Моргулис истерически вопил:
— Сволочи, чего я вам сделал?!. Трое на одного… Наташка, уйми их!
— Будешь, гад, знать, как наших баб уводить, — мрачно пригрозил Безукладов. — Погоди, еще я до тебя доберусь…
— Каких баб? — вытаращился Гарик. — Кого я уводил?
— А с кем она была? — Сергеев кивнул на жену.
— Ты что — идиот? — Наташа выступила из-за Гариковой спины. — Ты что, не знаешь, с кем я была? Я тебе звонила каждый вечер… А где ты был, я не знаю. Из-за тебя, между прочим, Гарика сорвала.
— А ответчик?.. — недоверчиво возразил Сергеев.
— Ты посмотри, может, у тебя телефон не работает, — посоветовал Моргулис, приходя в себя.
Сергеев поднял трубку. Телефон молчал…
— Ну?
— Тьфу ты, черт!.. — вырвалось у него.
Похоже было, что недоразумение разъяснилось. Жена пошла переодеваться с дороги. Моргулис потребовал водки.
— А не боишься — за рулем-то?
— Плевать…
— Молодец, — похвалил Колька, — это по-нашему… Ты того… на Генку не обижайся — он сегодня Карла похоронил.
— Карла?.. А что за Карл — тоже немец?
— Молчи, дурак…
Чувствуя, что Наташе их попойка не в радость, сергеевские приятели довольно скоро засобирались. Моргулис объявил, что в Москву сегодня не вернется, и они решили продолжить у Безукладова.
Сергеев провожал их до двери:
— Вы уж извините, мужики, я дальше — пас…
— Понятно, понятно…
— Гарик, ты меня прости… И спасибо тебе за помощь.
— Если что — обращайтесь, — небрежно ответил Моргулис.
После их ухода жена разбирала сумки. Она была не в духе и потому без почтения хлопнула на стол стопку пластинок.
— Вот. Это тебе Гарик прислал.
— Спасибо.
— Спасибо… А ты что здесь устроил? Не просыхал все время, грязищу развел… Мусор-то хоть раз вынес?
— Нет…
— Вот иди и вынеси.
И Сергеев пошел выбрасывать мусор. Еще спускаясь по лестнице, он услышал крики и шум сражения; они доносились из квартиры Васьки Матюшина. Когда он возвращался с пустым ведром, Васькина дверь была уже нараспашку, а побоище, похоже, достигло кульминации. Безотчетно Сергеев шагнул в открытую дверь. Васька кидал в жену чашками, но попадал все время в стену, и это приводило его во все большее бешенство.
— Эй, артиллерист, — сказал Сергеев, — ты так всю посуду переколотишь!
Васька обернулся и выкатил на него красные глаза:
— А тебе чего надо?! Канай отсюда!
— Ты это… зачем женщину обижаешь?
— Твое какое дело? Учу, чтобы не блядовала… Может, ты тоже ее трахал? Так я тебе щас..
— Попробуй, — тихо ответил Сергеев и поставил ведро.
Васькина жена, всхлипывая, пыталась их остановить, но было поздно… Сергеев с таким упоением, так отчаянно махал руками, что совершенно ошеломил здорового Матюху. Минуты через три бойцы выдохлись.

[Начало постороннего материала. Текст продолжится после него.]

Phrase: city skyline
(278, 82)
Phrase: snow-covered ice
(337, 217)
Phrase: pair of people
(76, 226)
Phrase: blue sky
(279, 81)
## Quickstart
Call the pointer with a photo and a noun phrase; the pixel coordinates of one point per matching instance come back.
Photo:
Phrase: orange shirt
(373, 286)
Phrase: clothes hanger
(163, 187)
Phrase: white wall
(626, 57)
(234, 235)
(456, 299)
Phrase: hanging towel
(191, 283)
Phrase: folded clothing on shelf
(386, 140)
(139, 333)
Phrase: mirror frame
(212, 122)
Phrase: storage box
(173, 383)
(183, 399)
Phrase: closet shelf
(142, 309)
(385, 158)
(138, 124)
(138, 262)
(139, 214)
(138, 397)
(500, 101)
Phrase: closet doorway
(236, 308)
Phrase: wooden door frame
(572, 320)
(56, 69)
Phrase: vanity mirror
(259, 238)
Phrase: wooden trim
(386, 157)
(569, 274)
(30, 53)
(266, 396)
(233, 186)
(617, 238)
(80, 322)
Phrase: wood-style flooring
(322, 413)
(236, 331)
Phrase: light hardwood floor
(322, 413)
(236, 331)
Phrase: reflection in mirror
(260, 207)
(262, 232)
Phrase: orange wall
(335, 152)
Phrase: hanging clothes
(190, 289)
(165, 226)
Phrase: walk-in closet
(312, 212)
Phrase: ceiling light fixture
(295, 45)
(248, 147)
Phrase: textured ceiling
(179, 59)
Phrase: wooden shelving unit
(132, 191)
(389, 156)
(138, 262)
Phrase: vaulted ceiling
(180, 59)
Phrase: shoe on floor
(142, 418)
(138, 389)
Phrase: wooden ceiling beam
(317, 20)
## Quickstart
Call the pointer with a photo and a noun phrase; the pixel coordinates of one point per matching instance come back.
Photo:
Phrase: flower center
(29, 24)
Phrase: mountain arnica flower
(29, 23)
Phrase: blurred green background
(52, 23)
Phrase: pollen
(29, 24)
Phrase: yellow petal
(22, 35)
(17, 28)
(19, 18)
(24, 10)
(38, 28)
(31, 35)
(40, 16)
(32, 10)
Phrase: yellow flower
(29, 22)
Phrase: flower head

— Хорош, Сергеев… Ты мне зуб выбил… — прохрипел Васька и полез пальцами в окровавленный рот. — Тьфу!
Оба тяжело дышали. Васька переступил, и под ногой его что-то хрустнуло; он, сопя, нагнулся. Это были сергеевские часы.
— «Сейка», бля… — сокрушенно прочитал Матюха и протянул часы Сергееву.
Почему это доктора все пишут такими каракулями, будто находятся в состоянии аффекта? Лидия Филипповна вручила жене листок направления, похожий больше на предсмертную записку, чем на документ.
— Что ж, — участковая посмотрела на Сергеева без улыбки. — Допрыгался ты до пневмонии. Завтра с утра в стационар… как говорится, с вещами.
Она допила свой кофе, надела пальто, не успевшее просохнуть, и, коротко простившись, ушла в осенний сырой и непроглядный вечер.
— Допрыгался… — жена задумчиво повторила врачихины слова.
Сергеев виновато пожал плечами.
— Филипповна-то совсем постарела… — пробормотал и откинулся на подушку.
Ночь Сергеев пролежал на спине, стараясь не шевелиться и удерживая кашель: всякое движение отдавалось колющей болью в правом боку. По временам над ним склонялась жена и давала таблетки и воду. Покачивались ее груди, которые Сергеев останавливал влажной благодарной рукой…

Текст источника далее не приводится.